Untraceable: Tracers, Book 1

UntraceableAuthor: Laura Griffin
Book Name: Untraceable
Series: Tracers
Order: #1
Genre: Suspense/Romance
Rating:  Okay


Private investigator Alexandra Lovell uses computer skills and cunning to help clients drop off the radar and begin new lives in safety. Melanie Bess, desperate to escape her abusive cop husband, was one of those clients. But when Melanie vanishes for real, Alex fears the worst, and sets out to discover what happened. Using every resource she can get her hands on — including an elite team of forensic scientists known as the Tracers, and a jaded, sexy Austin PD detective — Alex embarks on a mission to uncover the truth.

As far as homicide cop Nathan Deveraux is concerned, no body means no case. But as much as he wants to believe that Alex’s hunch about Melanie’s murder is wrong, his instincts — and their visceral attraction — won’t let him walk away. As a grim picture of what really happened begins to emerge, Nathan realizes this investigation runs deeper than they could ever have guessed. And each step nearer the truth puts Alex in danger of being the next to disappear….

Review:  This was a frustrating read because the blurb leads you to expect one thing, but you really kind of get another.  I really was expecting more of a true police/crime drama or even something focusing on forensic or computer investigation.  What I got instead was something that felt like I was missing a whole heck of a lot, as if I jumped into the middle of a series and didn’t read the books that lead up to this one.  Since this is the first book in the series, that is apparently not the case, though after some deeper digging, it looks like there may be at least one book that has some of those missing pieces, but it isn’t in this series.  Even though you can supposedly read the books in this series in any order, there is still enough that transfers over, by the looks of it, from one book to another to leave you feeling as though you missed something if you don’t.  I’m so not a fan of that.

I also struggled with the characters.  There was just too much jumping around and not much of that giving any real insight into the characters to give the reader a chance to know them.  There were some really tiny, brief allusions to history, but it was dealt with in a way that made me feel as if I should already know it, like it was given in some other book.  There is very little actual personality shown by either Nathan or Alex and what we do see is sometimes contradictory or is such a singular note that it kind of hangs out there all by itself without really tying in to anything else, that it ends up being a nothing kind of thing or just confusing.

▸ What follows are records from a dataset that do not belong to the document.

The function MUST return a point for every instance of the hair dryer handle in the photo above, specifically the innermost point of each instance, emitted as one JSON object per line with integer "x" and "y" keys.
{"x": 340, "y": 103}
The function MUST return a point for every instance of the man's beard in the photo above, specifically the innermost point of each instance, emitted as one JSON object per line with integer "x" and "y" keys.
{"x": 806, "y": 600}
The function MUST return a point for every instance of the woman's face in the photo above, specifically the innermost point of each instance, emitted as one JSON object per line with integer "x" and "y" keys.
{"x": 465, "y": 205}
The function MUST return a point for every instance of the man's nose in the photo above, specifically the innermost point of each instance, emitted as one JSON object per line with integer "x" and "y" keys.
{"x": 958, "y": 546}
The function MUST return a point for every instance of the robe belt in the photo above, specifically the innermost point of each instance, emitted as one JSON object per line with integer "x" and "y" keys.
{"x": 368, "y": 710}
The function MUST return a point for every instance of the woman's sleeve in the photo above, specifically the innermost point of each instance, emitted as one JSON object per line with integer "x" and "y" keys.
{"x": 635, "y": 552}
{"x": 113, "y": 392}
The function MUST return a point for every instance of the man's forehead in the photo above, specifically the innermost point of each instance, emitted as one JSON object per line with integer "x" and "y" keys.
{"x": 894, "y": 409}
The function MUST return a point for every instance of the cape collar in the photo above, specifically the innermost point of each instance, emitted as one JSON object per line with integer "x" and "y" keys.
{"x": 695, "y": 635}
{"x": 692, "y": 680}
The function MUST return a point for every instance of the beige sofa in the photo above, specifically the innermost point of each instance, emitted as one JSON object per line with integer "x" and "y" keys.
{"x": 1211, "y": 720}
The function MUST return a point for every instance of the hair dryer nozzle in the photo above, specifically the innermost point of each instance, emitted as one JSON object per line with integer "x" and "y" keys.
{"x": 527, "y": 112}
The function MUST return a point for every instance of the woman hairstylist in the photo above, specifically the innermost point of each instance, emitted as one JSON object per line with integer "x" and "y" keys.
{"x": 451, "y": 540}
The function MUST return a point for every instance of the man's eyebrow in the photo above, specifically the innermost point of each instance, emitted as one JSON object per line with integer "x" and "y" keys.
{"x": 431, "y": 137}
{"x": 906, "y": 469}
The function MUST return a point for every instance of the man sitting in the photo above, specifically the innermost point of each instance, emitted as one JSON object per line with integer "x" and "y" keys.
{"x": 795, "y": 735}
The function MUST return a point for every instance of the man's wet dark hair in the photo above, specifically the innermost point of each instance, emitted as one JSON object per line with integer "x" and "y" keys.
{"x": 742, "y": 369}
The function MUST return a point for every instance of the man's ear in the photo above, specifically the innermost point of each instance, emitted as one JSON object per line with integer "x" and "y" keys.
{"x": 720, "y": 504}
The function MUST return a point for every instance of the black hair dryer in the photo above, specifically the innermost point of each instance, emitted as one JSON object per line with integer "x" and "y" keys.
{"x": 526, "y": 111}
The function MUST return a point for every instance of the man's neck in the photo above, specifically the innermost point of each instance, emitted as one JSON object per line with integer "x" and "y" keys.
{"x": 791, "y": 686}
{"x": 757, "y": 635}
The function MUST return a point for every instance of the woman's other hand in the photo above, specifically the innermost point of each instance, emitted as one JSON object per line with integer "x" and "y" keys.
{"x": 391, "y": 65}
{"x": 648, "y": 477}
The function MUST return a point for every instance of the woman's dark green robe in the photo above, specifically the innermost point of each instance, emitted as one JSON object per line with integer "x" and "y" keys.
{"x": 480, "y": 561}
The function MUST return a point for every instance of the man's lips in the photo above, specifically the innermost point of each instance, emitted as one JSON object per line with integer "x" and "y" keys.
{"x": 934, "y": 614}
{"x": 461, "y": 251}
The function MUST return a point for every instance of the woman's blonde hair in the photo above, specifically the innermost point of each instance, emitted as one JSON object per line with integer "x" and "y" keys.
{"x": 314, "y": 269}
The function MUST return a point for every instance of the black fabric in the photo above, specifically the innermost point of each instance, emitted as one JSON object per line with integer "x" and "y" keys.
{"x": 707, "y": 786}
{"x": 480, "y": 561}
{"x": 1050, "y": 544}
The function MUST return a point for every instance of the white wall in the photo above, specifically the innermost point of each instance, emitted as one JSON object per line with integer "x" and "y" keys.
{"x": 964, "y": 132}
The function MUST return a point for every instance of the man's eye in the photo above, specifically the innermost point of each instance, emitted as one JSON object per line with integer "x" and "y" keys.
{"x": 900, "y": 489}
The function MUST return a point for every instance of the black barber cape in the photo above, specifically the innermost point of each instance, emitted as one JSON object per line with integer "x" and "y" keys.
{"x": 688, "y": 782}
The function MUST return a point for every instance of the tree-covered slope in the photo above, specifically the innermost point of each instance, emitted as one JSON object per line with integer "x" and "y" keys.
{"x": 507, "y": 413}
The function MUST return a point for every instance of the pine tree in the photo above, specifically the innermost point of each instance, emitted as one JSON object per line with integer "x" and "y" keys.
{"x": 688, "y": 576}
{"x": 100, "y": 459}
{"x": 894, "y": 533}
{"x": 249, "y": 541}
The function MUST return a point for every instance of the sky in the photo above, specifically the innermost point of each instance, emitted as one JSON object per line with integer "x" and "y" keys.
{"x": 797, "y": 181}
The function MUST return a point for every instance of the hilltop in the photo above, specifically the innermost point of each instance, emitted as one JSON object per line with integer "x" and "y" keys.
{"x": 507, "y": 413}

Between expecting something more investigative or technically focused, feeling a little lost on the history and the way this had some rather harsh transitions from one plot line (Melanie going missing) to another (the romance between Nathan and Alex) this whole story felt choppy, as though it was missing something to give it a more solid, cohesive feel.  When it was all said and done, I’m not sure I could tell you “This was a romance” or “This was a suspense novel” or really what the focus of this book was, because I don’t think it new what it was supposed to be.  The lack of definition, in the end, left me wondering what the story was actually about, in this really weird way that I am struggling to express.  It wasn’t a story about Alex and what she does.  It wasn’t a story about Nathan being a cop.  It wasn’t about Melanie going missing or the uber famous lab that did some of the forensic work.  But it was, too.  It is as if you have all these story lines, but none are actually the main story, but that they are all side plots.  Like I said, it was just weird.

The story was decent, but it just all felt tossed together, unfinished and just not fully fleshed out.


Author: TJ Fox

I am a slightly sane artist, amateur photographer, book addict, wife, mom and raging introvert. I have more hobbies than I can count, so it is beyond shocking that I manage to find time to do any of them, let alone most of them and still have time to do anything else. Of all the talents I claim, writing wasn’t one of them until my muse dropped the idea for a book on my head.